I’d not spoken with her since that last time she’d rung to suggest a reconciliation. After listening for five seconds to her telling me how much she used to love Christmas with me, I decided to use my best impression of the speaking clock and put the phone down, then unplugged it fast. I’m not sure if the speaking clock still exists but it seemed kinder than telling her to piss off, especially on Christmas Day. I’m not a heartless man. Then I got back to the last few minutes watching the Leadbetters bring in the cow as the Christmas present – and thinking for the fortysomething year what did happen to that cow because you never saw it again. Bit like my ex, I decided, if I could be that lucky.

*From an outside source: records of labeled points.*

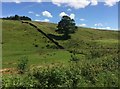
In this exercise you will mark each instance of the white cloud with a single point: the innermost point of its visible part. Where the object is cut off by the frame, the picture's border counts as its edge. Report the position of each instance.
(78, 4)
(38, 0)
(63, 14)
(111, 2)
(72, 16)
(17, 1)
(98, 25)
(82, 19)
(75, 4)
(108, 27)
(45, 20)
(37, 20)
(105, 28)
(69, 9)
(94, 2)
(83, 25)
(47, 14)
(30, 12)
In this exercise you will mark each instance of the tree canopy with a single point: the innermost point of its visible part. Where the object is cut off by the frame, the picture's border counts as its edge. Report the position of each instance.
(66, 26)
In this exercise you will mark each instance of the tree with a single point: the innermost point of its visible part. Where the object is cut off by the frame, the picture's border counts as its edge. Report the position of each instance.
(66, 26)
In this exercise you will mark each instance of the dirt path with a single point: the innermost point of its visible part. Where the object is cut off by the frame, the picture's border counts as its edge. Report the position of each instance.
(39, 30)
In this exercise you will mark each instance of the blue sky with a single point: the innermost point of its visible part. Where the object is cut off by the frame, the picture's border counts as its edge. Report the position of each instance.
(101, 15)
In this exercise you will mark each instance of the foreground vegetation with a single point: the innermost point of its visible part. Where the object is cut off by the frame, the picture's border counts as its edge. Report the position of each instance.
(90, 58)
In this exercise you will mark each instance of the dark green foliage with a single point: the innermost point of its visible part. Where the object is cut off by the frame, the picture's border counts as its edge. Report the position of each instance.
(66, 26)
(22, 65)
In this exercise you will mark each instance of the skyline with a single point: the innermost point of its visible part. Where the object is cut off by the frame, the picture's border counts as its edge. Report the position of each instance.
(92, 15)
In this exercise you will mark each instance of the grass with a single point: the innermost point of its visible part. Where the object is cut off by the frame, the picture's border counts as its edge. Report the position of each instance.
(21, 39)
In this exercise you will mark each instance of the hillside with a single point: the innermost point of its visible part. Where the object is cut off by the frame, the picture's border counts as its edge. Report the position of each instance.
(23, 40)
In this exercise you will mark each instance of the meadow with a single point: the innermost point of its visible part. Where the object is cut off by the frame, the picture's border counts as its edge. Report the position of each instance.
(96, 50)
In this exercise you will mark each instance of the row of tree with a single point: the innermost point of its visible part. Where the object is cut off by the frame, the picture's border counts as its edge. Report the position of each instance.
(16, 17)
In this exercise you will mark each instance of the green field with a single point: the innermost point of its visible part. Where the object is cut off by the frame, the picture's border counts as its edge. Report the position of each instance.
(92, 46)
(20, 39)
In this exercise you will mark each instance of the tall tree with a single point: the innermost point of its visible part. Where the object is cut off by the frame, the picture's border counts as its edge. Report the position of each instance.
(66, 26)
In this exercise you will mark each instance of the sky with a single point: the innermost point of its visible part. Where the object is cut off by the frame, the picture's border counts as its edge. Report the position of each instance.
(100, 14)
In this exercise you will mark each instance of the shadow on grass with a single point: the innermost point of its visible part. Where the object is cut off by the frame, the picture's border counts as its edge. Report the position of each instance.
(63, 37)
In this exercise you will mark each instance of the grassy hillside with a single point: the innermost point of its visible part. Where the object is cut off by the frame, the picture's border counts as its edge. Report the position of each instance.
(96, 52)
(23, 40)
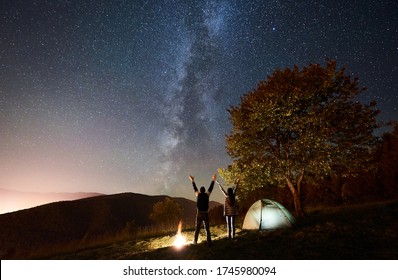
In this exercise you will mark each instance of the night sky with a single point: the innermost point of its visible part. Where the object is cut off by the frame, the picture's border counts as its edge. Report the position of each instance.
(131, 96)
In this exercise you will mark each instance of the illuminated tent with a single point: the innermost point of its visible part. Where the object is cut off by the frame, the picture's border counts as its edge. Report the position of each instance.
(267, 214)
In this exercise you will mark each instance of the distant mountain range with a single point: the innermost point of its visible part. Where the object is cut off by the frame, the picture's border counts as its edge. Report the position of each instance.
(11, 201)
(37, 231)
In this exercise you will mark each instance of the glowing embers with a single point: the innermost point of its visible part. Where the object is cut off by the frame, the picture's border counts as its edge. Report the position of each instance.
(180, 240)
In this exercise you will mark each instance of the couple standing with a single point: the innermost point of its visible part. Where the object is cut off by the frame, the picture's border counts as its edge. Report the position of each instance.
(202, 205)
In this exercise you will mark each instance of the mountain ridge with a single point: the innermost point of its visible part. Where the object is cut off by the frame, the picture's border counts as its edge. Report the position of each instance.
(43, 227)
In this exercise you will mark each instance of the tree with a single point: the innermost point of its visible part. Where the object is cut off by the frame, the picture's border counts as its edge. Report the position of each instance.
(167, 212)
(300, 122)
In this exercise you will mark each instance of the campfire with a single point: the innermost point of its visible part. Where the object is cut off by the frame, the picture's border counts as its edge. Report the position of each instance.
(180, 240)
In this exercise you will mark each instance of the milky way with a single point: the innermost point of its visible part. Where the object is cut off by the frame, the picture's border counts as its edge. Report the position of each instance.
(116, 96)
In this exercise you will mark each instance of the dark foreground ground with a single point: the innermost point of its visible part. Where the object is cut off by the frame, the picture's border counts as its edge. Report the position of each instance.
(356, 232)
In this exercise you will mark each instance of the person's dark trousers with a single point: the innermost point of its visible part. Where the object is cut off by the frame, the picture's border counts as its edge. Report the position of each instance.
(202, 218)
(230, 226)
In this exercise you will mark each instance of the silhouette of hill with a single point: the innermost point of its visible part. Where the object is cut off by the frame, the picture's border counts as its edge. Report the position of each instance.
(11, 200)
(28, 233)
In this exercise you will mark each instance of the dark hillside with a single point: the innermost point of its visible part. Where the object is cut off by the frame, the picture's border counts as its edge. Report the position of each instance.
(28, 232)
(364, 232)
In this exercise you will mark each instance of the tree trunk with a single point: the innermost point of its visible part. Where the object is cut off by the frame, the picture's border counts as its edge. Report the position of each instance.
(295, 190)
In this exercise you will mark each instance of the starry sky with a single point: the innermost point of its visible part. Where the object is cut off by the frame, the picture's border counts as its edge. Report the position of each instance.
(132, 95)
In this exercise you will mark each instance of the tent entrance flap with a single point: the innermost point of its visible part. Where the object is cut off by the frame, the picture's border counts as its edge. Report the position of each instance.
(267, 214)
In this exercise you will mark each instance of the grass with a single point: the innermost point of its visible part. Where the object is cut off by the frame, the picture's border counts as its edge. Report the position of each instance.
(354, 232)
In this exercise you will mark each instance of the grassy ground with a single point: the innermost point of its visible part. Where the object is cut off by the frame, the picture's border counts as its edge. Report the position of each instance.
(356, 232)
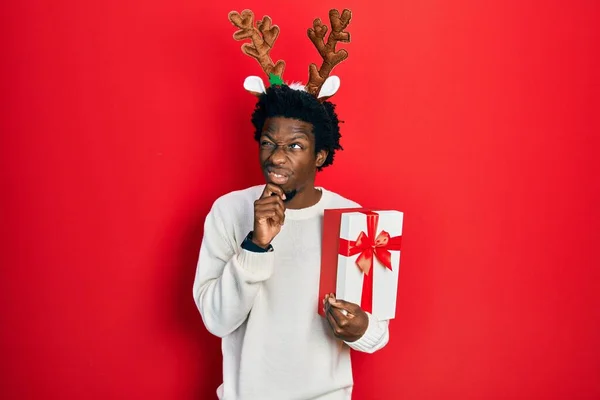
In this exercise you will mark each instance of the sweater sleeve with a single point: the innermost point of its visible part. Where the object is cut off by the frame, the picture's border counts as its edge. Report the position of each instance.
(375, 338)
(228, 278)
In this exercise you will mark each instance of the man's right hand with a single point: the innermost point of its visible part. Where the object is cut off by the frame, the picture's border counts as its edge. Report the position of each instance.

And it was just as the announcer was telling me next up was that Christmas classic, The Snowman, the doorbell rang three times as Octopus had said it would to let me know it was my Christmas dinner. So I paused The Snowman, went into the hall, opened the door, to find two arms held out, each with a huge basket at the end. A voice told me to hurry up and make way for the festivities before his bloody arms atrophied. It wasn’t a promising start to a Christmas dinner but it wasn’t the worst either, I reckoned. The first Christmas with the ex had been less than auspicious when she insisted on goose and I wanted turkey. Mother called goose the meat of panto lovers who preferred fat and scrap bones to real meat. I’m not sure she’d ever tasted it, mind. She hated mushrooms on principle and refused to have them in the house. Said they grew in shit and no mushroom would ever reveal her lack of housekeeping skills to the world.

So anyway, there he was, a bloke with baskets, removing his coat and telling me the contents of the first basket would need heating up if we weren’t quick and that the Chablis in the second basket would need chilling although the Bollinger was already swiggable, and we could start with that. There was a fine claret in there, a Barolo with a considerable nose and a long finish, and a very fine port. I said it was jolly good of him but who was he? Well, Humphrey, he told me, Humphrey Fields, brother of Octopus. Had once been a Mollusc but changed his name by deed poll when he became a GP. Humphrey had more gravitas. So I said Merry Christmas, it must have been a long trip from Anthrax Island and if he started warming the plates, I’d pour the Bollinger and what was Bollinger by the way? A glass or a mug? He said a mug did it for him every time with Bollinger. It must be like green tea, I thought.

Cheers. Merry Christmas. Go pull a cracker but pass me the tissues over first.